Understandably, no fan wants to hear that their owner is cheap, because it's essentially saying their owner doesn't actually want their team to win. Grizzlies fans, I understand your pain, because I know this will hurt.
But there's no way around it: the Grizzlies, and especially owner Michael Heisley, are cheap.
It's not even that they immediately re-signed Rudy Gay in order to avoid having to match a frontloaded contract. It's not even that they decided not to give Ronnie Brewer a qualifying offer (which would allow them to match any offer made to him) because they didn't want to risk being stuck paying Brewer that next season if nobody wanted him.
It's that they're currently engaged in possibly the most ridiculous contract negotiation I've ever heard about with rookie Xavier Henry.
Why is it so ridiculous? Unlike in most other sports, the NBA has a system where rookies have a slotted salary based on their draft position. The whole point of the system is to prevent rookies from holding out like this. You can see that scale here.
NBA teams can only pay their rookies between 80 percent and 120 percent of those figures, so technically, there is a "negotiation." But because the difference is so small, pretty much every team just pays the player 120 percent of the rookie scale. And why not? The rookie can't do anything to seek his real market value, so it's only fair for the team to throw him a bit of a carrot and give him as much as possible while complying with the rules.

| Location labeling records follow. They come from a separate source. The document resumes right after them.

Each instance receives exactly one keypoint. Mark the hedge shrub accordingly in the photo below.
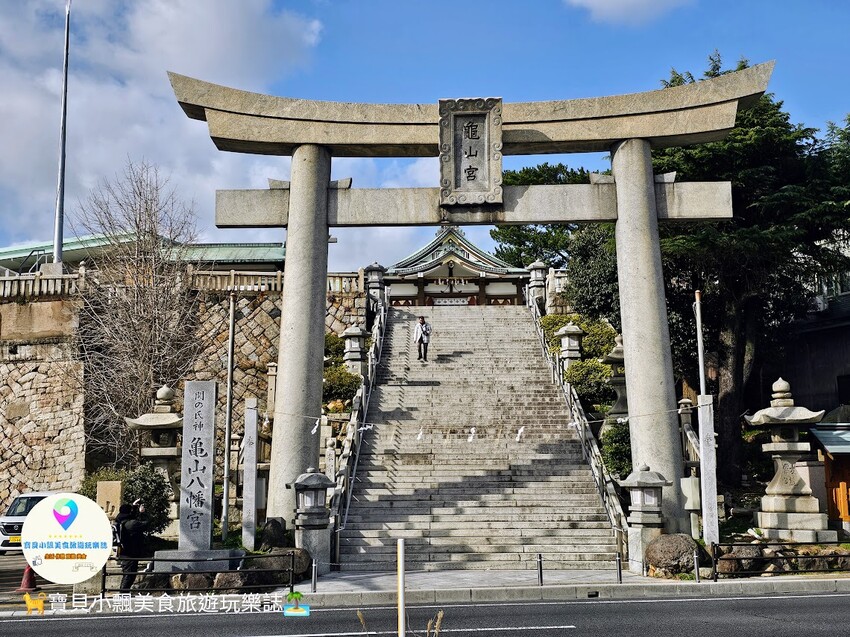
(617, 450)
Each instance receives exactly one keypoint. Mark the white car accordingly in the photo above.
(12, 523)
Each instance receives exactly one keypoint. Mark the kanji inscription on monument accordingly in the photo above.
(198, 460)
(471, 151)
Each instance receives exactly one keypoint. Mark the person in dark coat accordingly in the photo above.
(132, 524)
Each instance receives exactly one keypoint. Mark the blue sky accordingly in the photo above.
(120, 104)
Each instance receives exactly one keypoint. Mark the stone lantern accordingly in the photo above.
(616, 360)
(789, 510)
(646, 523)
(537, 283)
(312, 517)
(570, 335)
(163, 453)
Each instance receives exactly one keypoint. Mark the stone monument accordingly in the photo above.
(788, 510)
(196, 487)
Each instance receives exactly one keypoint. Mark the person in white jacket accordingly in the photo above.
(422, 336)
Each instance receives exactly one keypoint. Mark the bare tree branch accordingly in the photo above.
(138, 319)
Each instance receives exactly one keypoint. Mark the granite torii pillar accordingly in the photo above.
(302, 327)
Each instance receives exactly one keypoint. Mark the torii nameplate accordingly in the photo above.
(471, 151)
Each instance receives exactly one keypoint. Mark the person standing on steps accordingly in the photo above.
(422, 336)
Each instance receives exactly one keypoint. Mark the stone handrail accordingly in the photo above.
(589, 445)
(240, 281)
(346, 475)
(39, 285)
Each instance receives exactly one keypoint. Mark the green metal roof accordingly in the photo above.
(79, 248)
(235, 252)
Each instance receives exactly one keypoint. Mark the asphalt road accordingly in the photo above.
(12, 571)
(777, 616)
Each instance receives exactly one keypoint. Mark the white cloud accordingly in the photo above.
(121, 107)
(120, 103)
(626, 11)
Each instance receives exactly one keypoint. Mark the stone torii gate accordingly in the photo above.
(470, 136)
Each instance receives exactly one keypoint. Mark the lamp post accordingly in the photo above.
(312, 517)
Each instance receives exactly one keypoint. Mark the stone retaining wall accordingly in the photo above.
(42, 442)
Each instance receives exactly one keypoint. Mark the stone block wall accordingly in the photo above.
(42, 442)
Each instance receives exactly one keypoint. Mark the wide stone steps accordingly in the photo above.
(489, 500)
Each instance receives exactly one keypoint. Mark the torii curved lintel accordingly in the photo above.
(245, 122)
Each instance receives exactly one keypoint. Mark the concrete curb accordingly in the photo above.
(572, 592)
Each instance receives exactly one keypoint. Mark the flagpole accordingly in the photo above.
(59, 217)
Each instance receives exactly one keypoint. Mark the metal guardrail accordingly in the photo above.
(350, 456)
(27, 286)
(226, 281)
(589, 445)
(105, 572)
(38, 285)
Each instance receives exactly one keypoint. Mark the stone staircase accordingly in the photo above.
(471, 457)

Except that's not how the Grizzlies roll. The Grizzlies have decided they'd rather pay Henry around 80 percent of the scale, and Henry is balking. The official explanation by GM Chris Wallace is that the team wants their rookies to "earn" increases with good play. But that's completely nonsensical. When a rookie signs his rookie-scale contract, he locks in his salary for the next four years (with the final two years being a team option). He doesn't just lock in one year of salary. As well as Xavier Henry plays, there's absolutely no way he can "earn" an increase until his next contract.
So really, the reason this is happening is because the Grizzlies are cheap. They're willing to dig down in the sand and piss off their first-round draft pick over what basically amounts to six-tenths of one percent of their player payroll ($300,000 on a $50 million payroll). That's not fiscal responsibility, that's frugality at it's worst.
At this point, I'm hoping Henry finds a way out of this deal and onto another team. He deserves better.